One of my favorite songs of the autum of 2023 is Lakvar’s “Koga.” They’re a big ensemble of at least seven musicians from all over central and eastern Europe, based in Stuttgart, playing a rock-influenced version of Eastern European folk music. The core of the group are its founders, the lead singer Hajnalka Péter, a Hungarian-Bulgarian composer, singer, percussionist, and activist, and Georgian composer, guitarist and panduri player Zura Dzagnidze.
“Koga” is a traditional Moldovan mouring song translated into a driving worldbeat dance number, sung with anguished pathos by Hajnalka, accompanied by the insane picking of Zura and a dense wall of music from the rest of the band: Hungarian Jazz bass player bassist Péter Papesch (Hungary), violinist Florian Vogel (Germany), drummer Santino Scavelli (Italy), accordion player Aleksejs Maslakovs (Latvia), and Bulgarian-Turkish percussionist Tayfun Ates. The juxtaposition of so many disparate elements – the modern rhythm, the hand percussion as well as a drum kit, Zura’s lightning riffing on the panduri (a Georgian traditional lute), and Hajnalka’s wailing vocals – make it irrestible and quite memorable.
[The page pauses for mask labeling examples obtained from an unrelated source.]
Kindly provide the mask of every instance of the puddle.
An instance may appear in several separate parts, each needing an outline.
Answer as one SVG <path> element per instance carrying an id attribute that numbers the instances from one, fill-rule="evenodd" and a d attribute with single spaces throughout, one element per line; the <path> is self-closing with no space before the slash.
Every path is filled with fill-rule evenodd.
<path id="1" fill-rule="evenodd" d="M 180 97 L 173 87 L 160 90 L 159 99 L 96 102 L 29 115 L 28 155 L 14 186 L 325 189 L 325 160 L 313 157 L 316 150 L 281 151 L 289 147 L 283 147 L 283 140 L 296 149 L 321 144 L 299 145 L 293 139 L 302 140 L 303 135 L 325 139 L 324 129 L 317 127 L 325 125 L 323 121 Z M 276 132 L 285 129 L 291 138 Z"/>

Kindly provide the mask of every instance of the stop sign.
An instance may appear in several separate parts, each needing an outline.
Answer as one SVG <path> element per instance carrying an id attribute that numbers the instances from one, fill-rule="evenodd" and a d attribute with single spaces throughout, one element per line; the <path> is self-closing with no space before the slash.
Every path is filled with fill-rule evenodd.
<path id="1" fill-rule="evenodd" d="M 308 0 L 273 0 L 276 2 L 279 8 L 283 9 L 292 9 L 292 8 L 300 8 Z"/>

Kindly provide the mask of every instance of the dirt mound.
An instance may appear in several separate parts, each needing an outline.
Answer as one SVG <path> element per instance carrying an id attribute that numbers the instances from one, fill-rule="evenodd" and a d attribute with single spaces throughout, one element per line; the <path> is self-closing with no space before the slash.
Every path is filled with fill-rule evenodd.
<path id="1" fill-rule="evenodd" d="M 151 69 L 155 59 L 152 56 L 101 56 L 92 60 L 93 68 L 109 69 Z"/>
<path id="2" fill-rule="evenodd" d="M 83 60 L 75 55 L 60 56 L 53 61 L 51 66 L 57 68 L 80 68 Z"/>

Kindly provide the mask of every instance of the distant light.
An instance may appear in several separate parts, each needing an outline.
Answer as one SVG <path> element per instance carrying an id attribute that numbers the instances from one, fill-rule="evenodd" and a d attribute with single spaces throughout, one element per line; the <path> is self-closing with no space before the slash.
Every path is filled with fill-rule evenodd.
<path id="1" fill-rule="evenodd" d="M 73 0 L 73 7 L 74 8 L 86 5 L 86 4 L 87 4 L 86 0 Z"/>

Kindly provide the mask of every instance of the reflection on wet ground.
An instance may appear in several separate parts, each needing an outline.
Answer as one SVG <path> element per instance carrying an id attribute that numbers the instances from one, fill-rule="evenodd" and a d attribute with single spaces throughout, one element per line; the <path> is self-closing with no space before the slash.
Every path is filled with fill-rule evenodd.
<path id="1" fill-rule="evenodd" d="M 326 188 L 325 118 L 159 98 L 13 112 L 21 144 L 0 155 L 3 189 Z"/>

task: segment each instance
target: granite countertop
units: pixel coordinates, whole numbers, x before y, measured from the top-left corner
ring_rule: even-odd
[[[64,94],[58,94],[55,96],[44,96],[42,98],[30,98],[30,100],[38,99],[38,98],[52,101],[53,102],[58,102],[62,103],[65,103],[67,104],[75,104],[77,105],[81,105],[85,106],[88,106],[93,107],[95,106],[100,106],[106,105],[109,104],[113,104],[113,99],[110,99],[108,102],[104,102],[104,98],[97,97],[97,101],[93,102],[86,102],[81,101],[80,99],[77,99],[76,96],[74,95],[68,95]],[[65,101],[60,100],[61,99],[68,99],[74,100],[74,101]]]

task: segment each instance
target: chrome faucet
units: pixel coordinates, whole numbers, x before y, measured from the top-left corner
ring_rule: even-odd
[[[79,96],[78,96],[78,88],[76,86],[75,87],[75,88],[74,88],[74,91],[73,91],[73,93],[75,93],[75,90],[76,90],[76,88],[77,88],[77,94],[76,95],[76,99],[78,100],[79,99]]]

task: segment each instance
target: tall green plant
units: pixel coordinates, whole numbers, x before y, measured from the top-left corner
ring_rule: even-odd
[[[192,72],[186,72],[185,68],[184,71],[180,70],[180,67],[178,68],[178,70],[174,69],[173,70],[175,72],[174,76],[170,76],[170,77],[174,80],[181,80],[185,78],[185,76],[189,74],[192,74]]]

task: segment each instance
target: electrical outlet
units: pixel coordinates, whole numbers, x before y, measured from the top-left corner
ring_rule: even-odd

It’s a difficult album to pin down. Rooted in folk traditions (“folklore”) but swept together from numerous sometimes disparate corners of Europe, vigorously stirred and shaken (“fiction”) by these musicians from different cultures, traditions, and genres. The bulk of the album booklet consists of an essay by Kincses Réka, Hungarian film director, which says, in part:
They are all rebels, people who question authority, who do not tolerate being patronised. Proud Central Europe meets the infamous Balkans, meets the Caucasus, attracting and repelling each other, for all eternity. They refuse to accept their shared fate, never quite belonging to Europe and always standing on the edge. A half-continent crashing on its journey. That is Eastern Europe. The Caucasus. We no longer know for sure when and where. Maybe it was in Austria, or elsewhere, west of the Carpathians. In a sharp, dangerous curve, a plunge into the abyss. Those who leave their homeland are doomed to suffer endlessly. Those who leave their homeland are free. The expulsion from paradise is the beginning of history. Before that, there is nothing to tell.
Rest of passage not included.